Nick Shehadie, the rugby union player who became Lord Mayor of Sydney,
is of Lebanese descent. So is Steve Bracks, formerly state premier
of Victoria.

Lebanon played in the 2000 World Cup in Britain and was not disgraced.

"After that we were told that if we wanted to continue as a national
team, we had to build some roots in Lebanon," said Elias, who went
to Australia as a child in the 1950s.

The team rose to the challenge. In 2002 Danny Kazandjian – a Londoner
of Lebanese-Armenian extraction and a former colleague of this writer
on a rugby league Web site – was appointed as development officer
and introduced the game into Lebanon’s universities.

Kazandjian, now technical director of the Lebanon Rugby League, told
Al Jazeera television this year: "We enabled them to take the sport,
start it, run it, manage it on a day-to-day basis and develop it.

They’ve taken the idea and turned it into something real and tangible."

Five university-based teams have been playing a twice-a-year
competition since late 2002. Last month the league agreed to a title
sponsorship with Bank of Beirut. A locally based Liban Espoirs squad
complements the main, still overwhelmingly Australian, national team.

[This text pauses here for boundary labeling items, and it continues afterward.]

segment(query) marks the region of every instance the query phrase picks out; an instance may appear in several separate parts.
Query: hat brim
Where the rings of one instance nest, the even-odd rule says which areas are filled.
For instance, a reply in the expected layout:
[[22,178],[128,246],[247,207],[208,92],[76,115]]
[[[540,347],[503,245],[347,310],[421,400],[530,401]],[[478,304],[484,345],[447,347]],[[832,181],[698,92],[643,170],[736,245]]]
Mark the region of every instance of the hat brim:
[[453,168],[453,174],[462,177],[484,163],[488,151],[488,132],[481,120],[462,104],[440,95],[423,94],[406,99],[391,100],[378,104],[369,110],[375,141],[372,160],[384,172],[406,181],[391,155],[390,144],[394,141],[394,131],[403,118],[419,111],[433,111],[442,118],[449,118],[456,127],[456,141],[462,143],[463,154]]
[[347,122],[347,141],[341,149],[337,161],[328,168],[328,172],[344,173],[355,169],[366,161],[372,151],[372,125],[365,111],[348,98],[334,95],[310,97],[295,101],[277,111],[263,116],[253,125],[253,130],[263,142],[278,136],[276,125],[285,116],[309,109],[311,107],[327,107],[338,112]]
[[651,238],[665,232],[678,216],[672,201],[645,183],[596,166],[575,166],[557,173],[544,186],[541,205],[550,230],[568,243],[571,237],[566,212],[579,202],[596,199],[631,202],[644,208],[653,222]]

There were five Espoirs, three still Beirut-based, in the 20-man
squad for the qualifiers.

Rudy Hachache of Lebanese American University, the domestic
tournament’s all-time leading scorer, told Al Jazeera: "When people
first saw us, they thought we were playing American football. Now
they know it is rugby league."

The game has so far avoided the sectarian tensions that beset Lebanon.

"We have players from the Christian, Orthodox and Muslim communities
and from the start have made it a rule that nobody talks about
religion," Elias said.

Looking forward a decade he dreams of "having a team in the French
or perhaps even the British competition."

Losing a World Cup place won’t help this ambition, but as one player,
Samer el Masri, told Al Jazeera: "We don’t give up. We get knocked
down and we get up and try again. That’s the Lebanese tradition."